This was the most generic, cliched, unoriginal book I think I’ve ever read, so much so that some parts of it almost read like a parody of this kind of book. In my opinion, it’s the embodiment of what people complain about when they moan about the overproduction of books where both indie authors and traditional publishers crank out books with certain tropes and vibes to capitalize on popular trends.

This book is billed as a dark, Little Red Riding Hood-inspired, shifter romance. In this story, we follow Ruby, a bartender living in a small town and working as hard as she can to provide for her sister who has some sort of long-term sickness that is baffling doctors. As Ruby works at a bar, she often gets off work very late at night, but rather than walking home through well-lit streets, she likes to take a shortcut through the woods.

In those woods, lurks Rafe, a wolf shifter who feels an odd need to protect this intriguing woman who strolls through the trees late at night. She can feel him watching though, and one night she confronts him about it, because despite the fact that she’s kind of into the feeling of being stalked, she knows it’s creepy and she’s in danger.

This sets off a series of events, as Ruby and Rafe’s lives become entangled when she apparently sparks the interest of some other wolf shifters, and Rafe feels he needs to protect her.

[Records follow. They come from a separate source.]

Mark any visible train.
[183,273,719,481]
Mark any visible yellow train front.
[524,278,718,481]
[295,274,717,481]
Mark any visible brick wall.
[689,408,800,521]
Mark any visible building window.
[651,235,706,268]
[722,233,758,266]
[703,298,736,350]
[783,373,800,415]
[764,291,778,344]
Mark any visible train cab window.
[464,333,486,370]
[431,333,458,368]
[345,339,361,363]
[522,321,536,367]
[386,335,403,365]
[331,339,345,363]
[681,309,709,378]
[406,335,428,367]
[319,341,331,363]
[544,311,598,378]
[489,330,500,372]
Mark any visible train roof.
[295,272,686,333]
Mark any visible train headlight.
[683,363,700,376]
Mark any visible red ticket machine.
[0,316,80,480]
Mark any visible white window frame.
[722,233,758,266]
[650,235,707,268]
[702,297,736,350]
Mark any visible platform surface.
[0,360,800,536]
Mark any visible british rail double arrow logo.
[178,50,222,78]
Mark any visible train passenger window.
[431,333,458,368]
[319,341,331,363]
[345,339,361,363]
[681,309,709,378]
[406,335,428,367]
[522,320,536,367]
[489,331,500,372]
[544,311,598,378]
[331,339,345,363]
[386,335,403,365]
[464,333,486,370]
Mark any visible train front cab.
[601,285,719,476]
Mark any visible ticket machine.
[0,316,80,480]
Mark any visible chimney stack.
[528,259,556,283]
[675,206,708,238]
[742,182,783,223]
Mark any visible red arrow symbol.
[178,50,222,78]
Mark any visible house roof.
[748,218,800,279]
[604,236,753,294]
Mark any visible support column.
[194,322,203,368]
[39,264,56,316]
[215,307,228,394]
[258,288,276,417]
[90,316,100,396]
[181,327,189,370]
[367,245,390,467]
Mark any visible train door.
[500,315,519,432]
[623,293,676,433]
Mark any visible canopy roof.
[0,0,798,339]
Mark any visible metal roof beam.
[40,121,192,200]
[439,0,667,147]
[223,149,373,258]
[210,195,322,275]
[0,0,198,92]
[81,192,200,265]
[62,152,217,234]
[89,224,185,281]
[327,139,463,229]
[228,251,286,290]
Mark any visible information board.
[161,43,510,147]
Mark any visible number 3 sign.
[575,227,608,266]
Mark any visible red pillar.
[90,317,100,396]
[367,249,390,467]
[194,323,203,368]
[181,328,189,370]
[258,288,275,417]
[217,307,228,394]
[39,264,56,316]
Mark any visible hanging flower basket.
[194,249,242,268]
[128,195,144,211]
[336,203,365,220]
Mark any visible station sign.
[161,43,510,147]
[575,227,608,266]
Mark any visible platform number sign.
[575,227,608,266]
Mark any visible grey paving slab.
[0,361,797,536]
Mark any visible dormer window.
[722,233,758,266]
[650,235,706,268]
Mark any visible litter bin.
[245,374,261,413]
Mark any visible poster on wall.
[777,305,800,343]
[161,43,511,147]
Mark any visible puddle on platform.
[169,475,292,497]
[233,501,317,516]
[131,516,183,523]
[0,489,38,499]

The primary plot of this book is definitely the romance, with the non-romantic conflict coming from the antagonistic shifters conveniently there as a device to force our main characters together. However, this book relies heavily on the trope of fated mates to do 99% of the lifting for any sort of relationship-building or connection between the two main characters.

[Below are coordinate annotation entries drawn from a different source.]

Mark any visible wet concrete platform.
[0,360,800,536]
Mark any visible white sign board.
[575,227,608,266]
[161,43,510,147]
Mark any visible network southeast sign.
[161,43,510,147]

Neither of the characters was well-defined enough for me to form a connection to them as individuals, so watching the author attempt to link them romantically was painful. Fated mates can be a fun trope to cause conflict between two characters when they either don’t like each other or one or both don’t know about the bond, but it can also be used as a crutch to explain feelings the characters have for each other.

This is lazy and unbelievable and takes all the fun out of a romance which is about seeing two (or more) people actually form a romantic bond based on personality, shared experience,  and mutual connection and understanding. None of that was present here, and the whisper of the paranormal plot was boring, unoriginal, and, by the end of the book, still unresolved.

I’m sad to say that I found nothing either interesting or redeeming about this book, and generally would not recommend investing time in it.